L'Obombrée signifie celle qui a reçu une ombre. Précisément, celle qui a été couverte d'ombre. Ce mot vient du latin ob-umbrare : recouvrir d'ombre, « engrotter » de nuit.


Dans Luc I – 35, dialogue entre Gabriel et Marie : "Le messager répond et lui dit : "Le souffle sacré viendra sur toi, la puissance du Suprême t'obombrera." (traduction André Chouraqui)


D'emblée, ce mot s'oppose à la tradition des révélations et autres illuminations, au miracle de la lumière de l'entendement et du mystère subitement dévoilé. L'obombrement indique au contraire que la vie se transmet dans la nuit, dans l'obscur et l'incompréhensible.


En réunissant trois héroïnes mythologiques, grecque (Antigone), juive (Marie) et contemporaine (Alexandrie), L’Obombrée nous parle d’un même mouvement : celui de la singularisation.
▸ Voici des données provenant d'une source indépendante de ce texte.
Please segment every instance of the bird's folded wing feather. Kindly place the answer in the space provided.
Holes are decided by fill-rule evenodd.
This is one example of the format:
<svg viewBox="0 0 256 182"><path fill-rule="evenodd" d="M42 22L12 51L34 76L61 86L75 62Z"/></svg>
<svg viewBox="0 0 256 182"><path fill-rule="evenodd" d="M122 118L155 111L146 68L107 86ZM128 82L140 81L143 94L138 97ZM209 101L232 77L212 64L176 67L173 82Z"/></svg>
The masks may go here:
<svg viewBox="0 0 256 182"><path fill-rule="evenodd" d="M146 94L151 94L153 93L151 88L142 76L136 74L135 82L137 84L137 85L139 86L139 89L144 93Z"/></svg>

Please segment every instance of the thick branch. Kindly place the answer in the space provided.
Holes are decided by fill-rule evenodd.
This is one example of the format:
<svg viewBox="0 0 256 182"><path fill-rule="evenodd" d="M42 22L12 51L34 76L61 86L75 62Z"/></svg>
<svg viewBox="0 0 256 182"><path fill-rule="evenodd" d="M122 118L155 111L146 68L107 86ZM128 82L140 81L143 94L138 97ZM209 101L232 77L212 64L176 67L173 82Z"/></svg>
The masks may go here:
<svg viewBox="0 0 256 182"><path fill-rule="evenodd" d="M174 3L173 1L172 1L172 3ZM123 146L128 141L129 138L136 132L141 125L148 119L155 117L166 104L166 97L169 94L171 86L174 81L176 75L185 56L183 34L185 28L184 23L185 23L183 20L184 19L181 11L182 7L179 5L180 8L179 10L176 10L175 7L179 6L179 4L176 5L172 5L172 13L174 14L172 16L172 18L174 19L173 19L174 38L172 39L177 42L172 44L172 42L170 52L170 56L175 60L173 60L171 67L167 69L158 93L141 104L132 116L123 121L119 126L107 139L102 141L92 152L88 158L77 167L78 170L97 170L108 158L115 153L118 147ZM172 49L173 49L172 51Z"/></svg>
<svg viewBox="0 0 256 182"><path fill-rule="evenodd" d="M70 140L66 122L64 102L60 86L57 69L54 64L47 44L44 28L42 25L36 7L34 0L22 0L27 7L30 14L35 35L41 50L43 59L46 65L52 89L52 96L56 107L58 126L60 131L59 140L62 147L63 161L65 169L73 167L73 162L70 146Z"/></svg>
Trois femmes au seuil de leur vie doivent prendre des risques mortels pour devenir elles-mêmes, tant leur désir porte à contre-sens du pouvoir établi. Elles posent la question de l’appartenance : est-il possible de vivre dans un « nous » qui ne soit pas fait que de « même » ? Faut-il renoncer à soi-même pour trouver place dans le bal ? L’une et l’autre sont confrontées à la loi et à l’inceste : Loi de Créon et Loi du Père. Elles cherchent à se situer face à la violence qui les entoure. Par un jeu de miroirs, Marie met en lumière les motifs personnels d’Antigone : son refus n’est pas que politique, il dit aussi son impossibilité à devenir mère, son angoisse à transmettre les souillures familiales dont elle est issue. Antigone révèle le courage de Marie qui se met au ban de la communauté en choisissant de vivre sa rencontre avec l’ange. Adultère, elle est bannie hors du peuple de la Loi et condamnée à la lapidation. Quels sont ces deux célèbres « oui » et « non », de quoi sont-ils faits ? Alexandrie dit l’espace intérieur commun aux trois femmes, là où affirmer son désir est de même souche que s’opposer à une démence politique. Où résistance civile et intimité creusent pareillement l’écart où apparaître dans sa singularité.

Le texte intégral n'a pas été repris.